After reopening of the East Broad Top was announced in 2020, #16 was chosen as the first engine to be restored for steam service. The engine was found to require some boiler repair, new flues, repairs to the suspension, and the installation of a new mud ring. EBT restoration crews have relied heavily on partnerships with other experienced steam restoration crews such as the Strasburg Railroad and the contractor FMW Solutions to expedite the restoration of #16. Curry Rail Services was contracted to build a new welded tender tank for the locomotive. Appliances were swapped from the other stored EBT locomotives onto #16 to speed up the restoration process.

A FRA mandated hydrostatic test was conducted in May 2022 on #16's boiler. A steam test on the boiler was conducted in June 2022. After the steam test, work remained on the superheater, cab and boiler jacketing before the engine could return to service. By October 2022, boiler jacketing and paint work on the cab were completed for public display during the annual Friends of the East Broad Top Reunion.
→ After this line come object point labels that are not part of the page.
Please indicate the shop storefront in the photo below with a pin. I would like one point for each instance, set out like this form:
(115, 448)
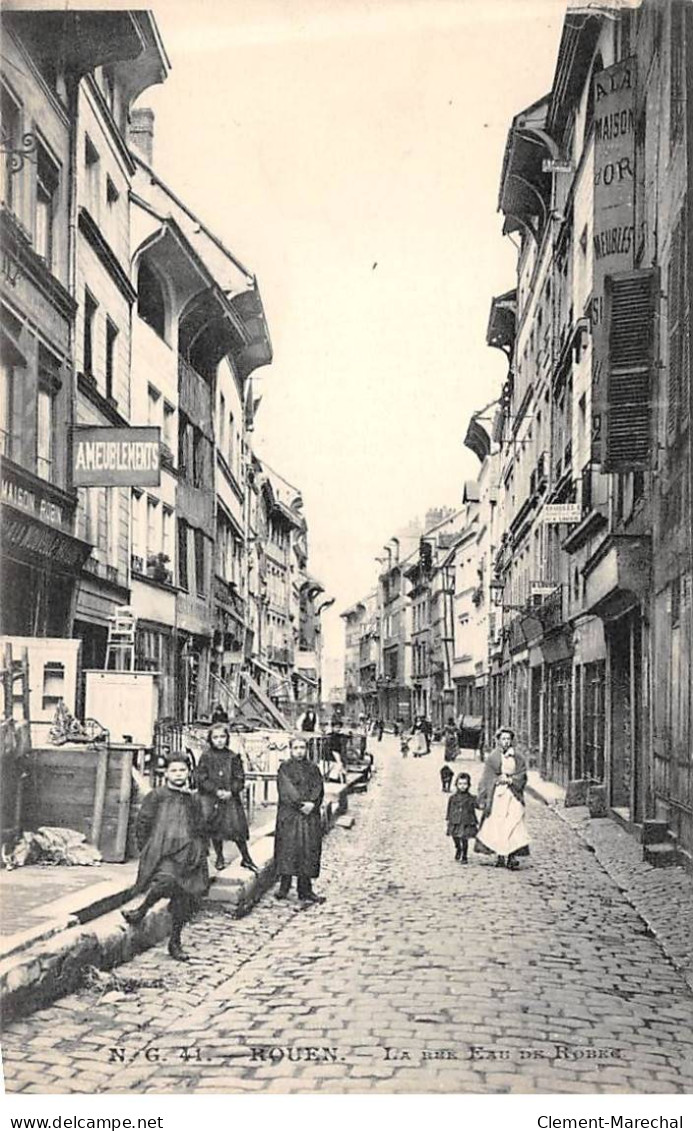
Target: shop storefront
(41, 558)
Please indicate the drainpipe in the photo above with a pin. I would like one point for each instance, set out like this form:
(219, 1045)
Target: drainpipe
(689, 104)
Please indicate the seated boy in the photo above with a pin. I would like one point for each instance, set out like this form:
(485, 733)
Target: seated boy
(172, 840)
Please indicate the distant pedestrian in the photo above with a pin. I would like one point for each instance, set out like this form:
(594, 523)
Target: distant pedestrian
(309, 723)
(501, 795)
(172, 839)
(427, 728)
(461, 817)
(447, 776)
(299, 831)
(221, 782)
(419, 745)
(363, 735)
(452, 741)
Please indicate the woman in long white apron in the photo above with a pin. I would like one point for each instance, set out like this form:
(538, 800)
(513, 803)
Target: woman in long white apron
(501, 795)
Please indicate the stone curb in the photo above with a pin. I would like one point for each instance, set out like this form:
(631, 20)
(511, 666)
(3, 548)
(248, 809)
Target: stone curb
(681, 965)
(54, 966)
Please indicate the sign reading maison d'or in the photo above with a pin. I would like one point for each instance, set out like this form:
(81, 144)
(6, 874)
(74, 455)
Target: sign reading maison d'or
(115, 457)
(613, 236)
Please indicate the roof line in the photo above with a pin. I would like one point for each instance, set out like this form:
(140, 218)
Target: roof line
(278, 474)
(197, 219)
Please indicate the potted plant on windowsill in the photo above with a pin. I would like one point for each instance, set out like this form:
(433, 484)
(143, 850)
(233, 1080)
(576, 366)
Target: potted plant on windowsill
(157, 567)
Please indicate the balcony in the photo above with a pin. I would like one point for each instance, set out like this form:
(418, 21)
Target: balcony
(280, 655)
(617, 575)
(226, 594)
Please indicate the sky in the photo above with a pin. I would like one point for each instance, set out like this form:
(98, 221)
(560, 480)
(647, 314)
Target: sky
(349, 153)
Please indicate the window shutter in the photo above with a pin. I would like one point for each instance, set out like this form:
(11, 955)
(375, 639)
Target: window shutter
(678, 330)
(630, 333)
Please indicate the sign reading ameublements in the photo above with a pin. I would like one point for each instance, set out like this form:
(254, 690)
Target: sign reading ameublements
(117, 457)
(613, 235)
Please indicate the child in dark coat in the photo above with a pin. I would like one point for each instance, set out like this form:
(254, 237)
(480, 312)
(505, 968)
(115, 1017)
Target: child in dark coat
(461, 817)
(172, 840)
(447, 776)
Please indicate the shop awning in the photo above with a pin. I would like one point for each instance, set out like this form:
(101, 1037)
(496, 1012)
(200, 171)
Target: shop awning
(27, 538)
(556, 648)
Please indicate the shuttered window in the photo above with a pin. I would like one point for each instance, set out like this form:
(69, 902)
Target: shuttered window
(630, 329)
(678, 325)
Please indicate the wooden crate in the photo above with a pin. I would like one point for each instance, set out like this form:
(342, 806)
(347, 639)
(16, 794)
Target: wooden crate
(84, 790)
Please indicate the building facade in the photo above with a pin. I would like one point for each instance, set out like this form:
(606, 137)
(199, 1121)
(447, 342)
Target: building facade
(121, 309)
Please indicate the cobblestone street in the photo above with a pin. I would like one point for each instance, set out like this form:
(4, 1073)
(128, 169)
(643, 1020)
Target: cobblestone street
(416, 975)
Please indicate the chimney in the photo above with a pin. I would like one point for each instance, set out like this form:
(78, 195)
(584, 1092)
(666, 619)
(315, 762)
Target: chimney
(140, 132)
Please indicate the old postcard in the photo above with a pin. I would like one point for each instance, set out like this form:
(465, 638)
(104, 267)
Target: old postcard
(346, 547)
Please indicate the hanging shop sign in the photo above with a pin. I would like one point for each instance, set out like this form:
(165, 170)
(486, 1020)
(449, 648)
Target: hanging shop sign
(117, 457)
(613, 229)
(555, 514)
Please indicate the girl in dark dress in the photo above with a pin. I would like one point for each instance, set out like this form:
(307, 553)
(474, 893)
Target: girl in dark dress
(461, 817)
(299, 831)
(172, 839)
(221, 782)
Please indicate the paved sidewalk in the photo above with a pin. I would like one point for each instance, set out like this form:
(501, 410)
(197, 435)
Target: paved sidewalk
(416, 975)
(55, 939)
(661, 896)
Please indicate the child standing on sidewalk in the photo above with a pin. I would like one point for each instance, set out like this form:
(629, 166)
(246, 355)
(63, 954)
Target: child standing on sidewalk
(172, 839)
(461, 817)
(447, 775)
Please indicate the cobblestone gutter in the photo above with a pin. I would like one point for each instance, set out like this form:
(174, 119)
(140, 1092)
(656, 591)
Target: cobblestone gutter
(50, 967)
(661, 897)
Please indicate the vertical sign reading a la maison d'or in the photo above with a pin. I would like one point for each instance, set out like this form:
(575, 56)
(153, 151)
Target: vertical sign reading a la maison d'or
(613, 231)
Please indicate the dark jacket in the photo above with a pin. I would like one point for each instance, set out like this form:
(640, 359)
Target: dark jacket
(490, 777)
(172, 840)
(452, 743)
(221, 769)
(461, 817)
(299, 836)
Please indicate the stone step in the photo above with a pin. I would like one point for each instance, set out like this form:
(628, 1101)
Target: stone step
(655, 832)
(660, 855)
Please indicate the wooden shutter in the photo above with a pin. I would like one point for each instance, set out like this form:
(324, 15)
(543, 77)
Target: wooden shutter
(678, 330)
(630, 333)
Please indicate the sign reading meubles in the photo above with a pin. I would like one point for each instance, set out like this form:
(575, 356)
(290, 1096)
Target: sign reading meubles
(117, 457)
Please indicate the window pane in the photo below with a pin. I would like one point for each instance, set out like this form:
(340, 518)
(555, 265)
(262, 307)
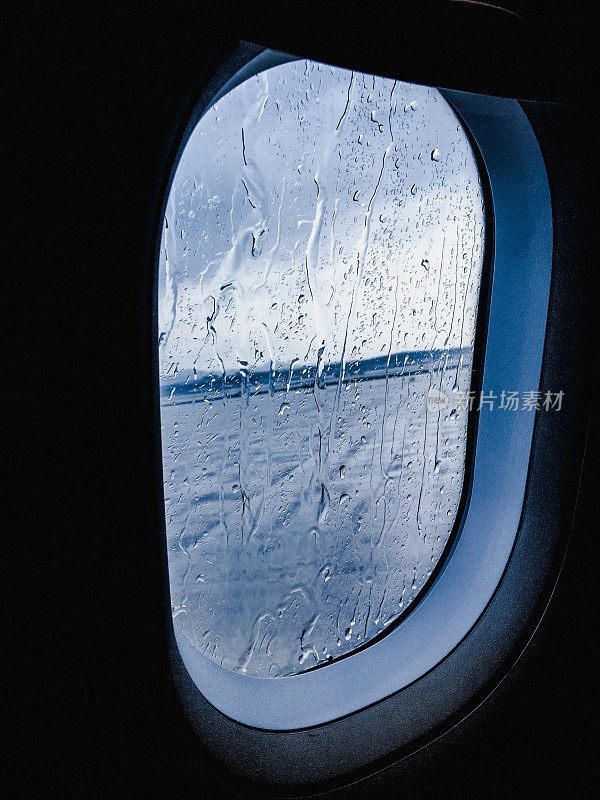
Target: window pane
(319, 278)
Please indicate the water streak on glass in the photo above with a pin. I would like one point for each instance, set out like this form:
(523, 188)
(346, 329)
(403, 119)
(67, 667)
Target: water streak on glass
(319, 277)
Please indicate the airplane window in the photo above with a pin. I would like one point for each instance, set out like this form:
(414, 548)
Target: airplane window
(319, 278)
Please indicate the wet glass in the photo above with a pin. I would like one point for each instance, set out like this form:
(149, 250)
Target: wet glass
(318, 288)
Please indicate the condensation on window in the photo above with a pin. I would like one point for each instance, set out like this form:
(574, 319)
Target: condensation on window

In late January 2023, the East Broad Top Railroad began posting a series of teasers for the return of #16 to service on their Facebook page, including a video showing the shadow cast by the locomotive under steam on February 1, 2023. A second video posted later on the same day showed the locomotive in motion moving out onto the railroad's turntable, christened with the name "Nick" on the cab. Shortly after the locomotive's return to service plans were announced for the engine to headline the year's Winter Steam event and work as the primary excursion locomotive in the line's immediate future. The locomotive first ran for the public on excursions on February 18 later that year.

1. 16 would be taken out of service in early 2024, after discovering a cracked driver center during a regular inspection. At the end of August, #16 was returned to regular service after repairs and test runs were completed.

==Notes==
 Historical tractive effort value prior to boiler up pressuring to 200 PSI during 2023 restoration.